The federal government on Friday banned neo-Nazi group the National Socialist Network (NSN), also known as White Australia, by listing it as a prohibited hate group under legislation passed in the wake of December’s Bondi beach terror attack.
The group had declared it would disband in the hours before the legislation was introduced at a special sitting of parliament in January.
But the minster for home affairs, Tony Burke, said on Friday that the group had instead “phoenixed” and its members had continued organising.
Burke said the Australian Security Intelligence Organisation (Asio) had recommended in April that the government consider listing White Australia. That same month, the group lodged an application with the Australian Electoral Commission to register as a political party.
The solicitor Matthew Hopkins, who has previously represented NSN leader Thomas Sewell, filed a legal challenge on Friday in the high court of Australia against the commonwealth over the law used to enforce the ban.

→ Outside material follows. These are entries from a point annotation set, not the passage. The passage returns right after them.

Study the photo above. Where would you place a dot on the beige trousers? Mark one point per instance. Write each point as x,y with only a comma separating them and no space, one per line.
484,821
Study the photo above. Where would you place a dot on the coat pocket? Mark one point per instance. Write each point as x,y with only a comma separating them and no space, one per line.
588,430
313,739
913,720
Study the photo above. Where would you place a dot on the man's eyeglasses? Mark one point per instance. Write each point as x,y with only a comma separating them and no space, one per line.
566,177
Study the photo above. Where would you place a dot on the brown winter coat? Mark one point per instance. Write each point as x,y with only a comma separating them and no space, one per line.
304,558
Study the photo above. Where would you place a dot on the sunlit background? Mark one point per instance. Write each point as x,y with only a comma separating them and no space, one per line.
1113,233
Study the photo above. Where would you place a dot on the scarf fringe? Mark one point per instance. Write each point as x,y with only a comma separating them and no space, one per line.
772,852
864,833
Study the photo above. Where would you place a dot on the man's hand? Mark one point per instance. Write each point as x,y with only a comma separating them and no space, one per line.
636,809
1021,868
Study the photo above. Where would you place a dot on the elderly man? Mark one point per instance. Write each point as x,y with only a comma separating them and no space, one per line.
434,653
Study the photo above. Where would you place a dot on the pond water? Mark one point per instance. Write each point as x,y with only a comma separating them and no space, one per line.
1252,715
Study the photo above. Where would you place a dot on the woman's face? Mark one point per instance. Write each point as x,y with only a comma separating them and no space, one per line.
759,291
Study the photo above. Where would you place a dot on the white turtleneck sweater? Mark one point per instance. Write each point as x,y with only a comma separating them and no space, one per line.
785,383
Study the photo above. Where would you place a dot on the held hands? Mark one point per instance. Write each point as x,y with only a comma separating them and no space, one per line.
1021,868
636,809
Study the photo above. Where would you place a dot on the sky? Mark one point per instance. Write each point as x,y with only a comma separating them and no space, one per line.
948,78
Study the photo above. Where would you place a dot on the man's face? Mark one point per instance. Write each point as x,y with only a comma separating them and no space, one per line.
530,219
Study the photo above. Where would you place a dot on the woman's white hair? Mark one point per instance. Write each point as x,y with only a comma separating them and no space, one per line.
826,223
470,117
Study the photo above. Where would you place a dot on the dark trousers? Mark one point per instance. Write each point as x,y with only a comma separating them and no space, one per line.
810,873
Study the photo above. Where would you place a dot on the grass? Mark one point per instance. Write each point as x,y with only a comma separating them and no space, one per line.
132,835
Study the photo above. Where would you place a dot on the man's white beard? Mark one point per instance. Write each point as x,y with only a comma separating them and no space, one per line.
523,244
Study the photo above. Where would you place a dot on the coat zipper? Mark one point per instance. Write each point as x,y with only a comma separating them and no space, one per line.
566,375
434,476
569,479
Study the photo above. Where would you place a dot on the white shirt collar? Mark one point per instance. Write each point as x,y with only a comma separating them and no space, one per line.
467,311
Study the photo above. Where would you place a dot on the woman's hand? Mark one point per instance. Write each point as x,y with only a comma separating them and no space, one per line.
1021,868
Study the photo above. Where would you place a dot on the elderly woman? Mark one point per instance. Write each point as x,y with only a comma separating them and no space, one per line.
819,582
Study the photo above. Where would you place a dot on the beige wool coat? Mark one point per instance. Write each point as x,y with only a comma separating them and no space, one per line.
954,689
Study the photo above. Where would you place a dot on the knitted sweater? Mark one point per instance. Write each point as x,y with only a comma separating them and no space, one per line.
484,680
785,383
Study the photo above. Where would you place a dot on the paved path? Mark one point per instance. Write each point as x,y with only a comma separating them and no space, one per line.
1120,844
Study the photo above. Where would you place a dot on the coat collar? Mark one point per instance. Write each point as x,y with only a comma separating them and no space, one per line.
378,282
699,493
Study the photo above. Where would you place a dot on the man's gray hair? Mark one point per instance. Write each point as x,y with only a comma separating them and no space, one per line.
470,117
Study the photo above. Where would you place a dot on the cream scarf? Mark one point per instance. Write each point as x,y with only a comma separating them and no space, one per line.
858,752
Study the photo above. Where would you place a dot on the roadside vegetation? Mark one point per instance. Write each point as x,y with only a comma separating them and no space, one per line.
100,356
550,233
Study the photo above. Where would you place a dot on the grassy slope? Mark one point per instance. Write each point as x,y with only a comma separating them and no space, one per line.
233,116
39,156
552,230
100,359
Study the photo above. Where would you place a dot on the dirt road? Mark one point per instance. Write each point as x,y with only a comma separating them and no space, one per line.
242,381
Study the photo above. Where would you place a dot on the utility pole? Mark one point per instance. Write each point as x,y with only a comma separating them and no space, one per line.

Hopkins was acting on behalf of Sewell and the group’s planned political party, the White Australia Party.
Court documents state that on 13 January, the NSN and the Australian European Movement, “some of whose former members assisted in the formation” of the White Australia Party, “disbanded voluntarily”. But the documents state that the party did not dissolve and note Sewell is the president.
The neo-Nazi group is arguing the law used to ban it is invalid on the grounds the legislation “burdens the freedom of governmental and political communication” and violates constitution by conferring punitive power to the government without judicial review.
The group argues the commonwealth lacks the power to proscribe a political party and doing so contravenes the Australian Communist Party v Commonwealth high court decision of 1951, which found a Menzies government attempt to outlaw the communist party was beyond the parliament’s power.
“The challenged provisions, in short, operates as a doorway to tyranny, by empowering the executive to name, suppress and criminalise political opponents and opposing views,” Sewell and the White Australia Party state in the court documents.
The group has submitted separately to the constitutional challenge an application requesting that the court issue an order restraining the commonwealth from using the law until a determination by the court.
The listing of NSN and White Australia as a hate group means that NSN and White Australia activities, including supporting, funding, training, recruiting and joining the group, constitute a criminal offence with a maximum penalty of 15 years in prison.
The group is the second to be listed by the government after the Islamist group Hizb ut-Tahrir.
Burke and the Asio head, Mike Burgess, have said the groups previously operated in a “lawful but awful” manner, skirting the higher threshold to be listed as a terror organisation.
Burke said on Friday when announcing the ban of the NSN and White Australia: “None of this will stop bigoted people from having horrific ideologies, but it does prevent this group from organising, from meeting, and prevents some of the sorts of horrific bigoted rallies that we’ve seen around our country.”